Comprehensive Coptic Lexicon - Research Data

The repository “Comprehensive Coptic Lexicon - Research Data” contains the research data related to the dictionary:

Project documentation uploaded as PDF-files to the "Code" section and/or written in markdown in "Wiki" section.
Released TEI XML Files, XML Schemata and Release Notes.
Python scripts used in ELT scenarios.

The data in the "Code" section is organized according to the steps, along which the development of the lexicon progressed:

Step 0: Encoding Crum as TEI XML
Step 1: Creation of XML Schema
Step 2: Matching the TLA Data Model
Step 3: Standardizing the Spelling of Compounds
Step 4: Releasing Coptic Lemma List (CLL) V2
Step 5: Investigating polysemantic entries
Step 6: Setting standard lemma forms and XML IDs
Step 7: Releasing Coptic Lemma List (CLL) V2.1
Step 8: Integrating Greek Loan Words from DDGLC Project
Step 9: Releasing Comprehensive Coptic Lexicon (CCL) V1
Step 10: Removing parenthesis (round brackets) from orthographic variants
Step 11: Adopting the expression of “portmanteau” or “layered” forms
Step 12: Releasing Comprehensive Coptic Lexicon (CCL) V1.2

The bugtracker of the Comprehensive Coptic Lexicon can be found at KELLIA's dictionary repository: https://github.com/KELLIA/dictionary/issues

Below is a brief description of each step.

Step 0: Encoding Crum as TEI XML

Summary:

Dialectal and stative forms were encoded according to the “exclusivity” principle: e.g. included if the verb was attested in stative but not in infinitive or in Bohairic but not in Sahidic.
Status nominalis / status pronominalis forms were not explicitly encoded.
Verbal compounds included if the meaning could not be deduced from the constituent parts.
Nominal compounds included.
No loan words.

Step 1: Creation of XML Schema

Summary:

Coptic Dictionary XML Schema created according to the TEI XML Dictionary Module guidelines.
Controlled vocabulary for the "part of speech" and "subcategory" elements created, adopting the existing terms to the TLA vocabulary (German).

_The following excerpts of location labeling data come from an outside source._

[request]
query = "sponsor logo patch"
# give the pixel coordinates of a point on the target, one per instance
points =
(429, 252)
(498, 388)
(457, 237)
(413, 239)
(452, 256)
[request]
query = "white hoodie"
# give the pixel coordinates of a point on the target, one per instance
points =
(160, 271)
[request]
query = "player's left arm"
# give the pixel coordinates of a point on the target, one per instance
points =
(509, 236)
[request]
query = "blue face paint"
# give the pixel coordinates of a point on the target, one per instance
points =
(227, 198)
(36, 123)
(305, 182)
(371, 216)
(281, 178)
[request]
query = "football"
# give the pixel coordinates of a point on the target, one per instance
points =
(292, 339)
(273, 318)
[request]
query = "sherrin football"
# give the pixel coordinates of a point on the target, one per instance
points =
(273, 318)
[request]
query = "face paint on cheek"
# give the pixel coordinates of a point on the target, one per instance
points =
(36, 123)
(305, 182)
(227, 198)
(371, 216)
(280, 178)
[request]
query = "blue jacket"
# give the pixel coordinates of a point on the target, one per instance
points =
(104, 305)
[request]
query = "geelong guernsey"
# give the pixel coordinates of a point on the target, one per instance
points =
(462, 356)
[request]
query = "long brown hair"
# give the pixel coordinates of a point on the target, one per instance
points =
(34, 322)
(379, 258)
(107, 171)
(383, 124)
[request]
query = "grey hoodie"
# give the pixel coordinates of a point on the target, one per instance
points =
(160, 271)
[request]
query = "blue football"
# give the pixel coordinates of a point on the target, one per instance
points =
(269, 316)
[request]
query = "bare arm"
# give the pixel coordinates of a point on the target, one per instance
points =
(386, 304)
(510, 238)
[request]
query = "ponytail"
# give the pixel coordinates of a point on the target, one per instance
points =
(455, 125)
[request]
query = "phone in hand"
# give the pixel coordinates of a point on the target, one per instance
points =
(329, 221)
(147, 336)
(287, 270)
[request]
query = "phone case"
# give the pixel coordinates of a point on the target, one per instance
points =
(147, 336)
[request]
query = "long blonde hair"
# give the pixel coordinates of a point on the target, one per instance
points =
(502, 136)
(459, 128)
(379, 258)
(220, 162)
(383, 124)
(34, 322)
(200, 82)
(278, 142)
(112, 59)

Step 2: Matching the TLA Data Model

Summary:

Disambiguating the values for gender, number and dialect: separate entries were created in each case.
Allowing a single "orth" per "form" only (one spelling pro word-form).
Allowing a single "usg" per "form" only (one dialect entry pro word-form).
Disambiguating the semantics of "form type="lemma"" tag. Reason: it had different meanings: a) referring to the whole compositum ("ϭⲓⲛⲱⲃϣ"), b) referrring to a part of a compositum ("ⲉⲓⲛⲉ"). In the latter case "form type="lemma"" was exchanged with "xr type="cf"".

Step 3: Standardizing the Spelling of Compounds

Summary:

Standardizing the spelling of verbal compounds according to the rules outlined in “Verbal compounds.pdf”.
Standardizing the spelling of nominal compounds according to the rules outlined in “Nominal compounds & other.pdf".
Inserting cross-references to the parts of the compounds which were corrected.

Step 4: Releasing Coptic Lemma List (CLL) V2

Summary:

A major release containing changes outlined in Steps 1-3.

Step 5: Investigating Polysemantic Entries

Summary:

Investigating polysematic nouns and verbs in Coptic to facilitate the planned integration into the TLA.

Step 6: Setting Standard Lemma Forms and XML IDs

Summary:

Defining a standard form (“Ansetzungsform”) for earch lemma entry.
Setting unique entry IDs.
Setting unique form IDs.
Special mark-up for "multiword" expressions.

Step 7: Releasing Coptic Lemma List (CLL) V2.1

Summary:

A major release containing changes outlined in Steps 5-6.

Step 8: Integrating Greek Loan Words from DDGLC Project

Summary:

Matching the DDGLC and TLA datamodels.
Source DDGLC data clean-up and conversion.
Proofreading the converted data, whiсh necessitated major changes in the source data.
Conversion and final output of the source data as TLA TEI XML.

Step 9: Releasing Comprehensive Coptic Lexicon (CCL) V1

Summary:

Renaming "Coptic Lemma List" to "Comprehensive Coptic Lexicon", containing Greek loanwords in Coptic.
Release of three datasets: Version 3 of the BBAW lexicon of Coptic Egyptian (former "Coptic Lemma List"), Version 1 of the DDGLC lexicon of Greek loan words in Coptic and Version 1 of the combined "Comprehensive Coptic Lexicon".
New TLA TEI XML headers.
Extended TLA TEI XML Schema.
Released in Refubium Repository: https://refubium.fu-berlin.de/handle/fub188/24570.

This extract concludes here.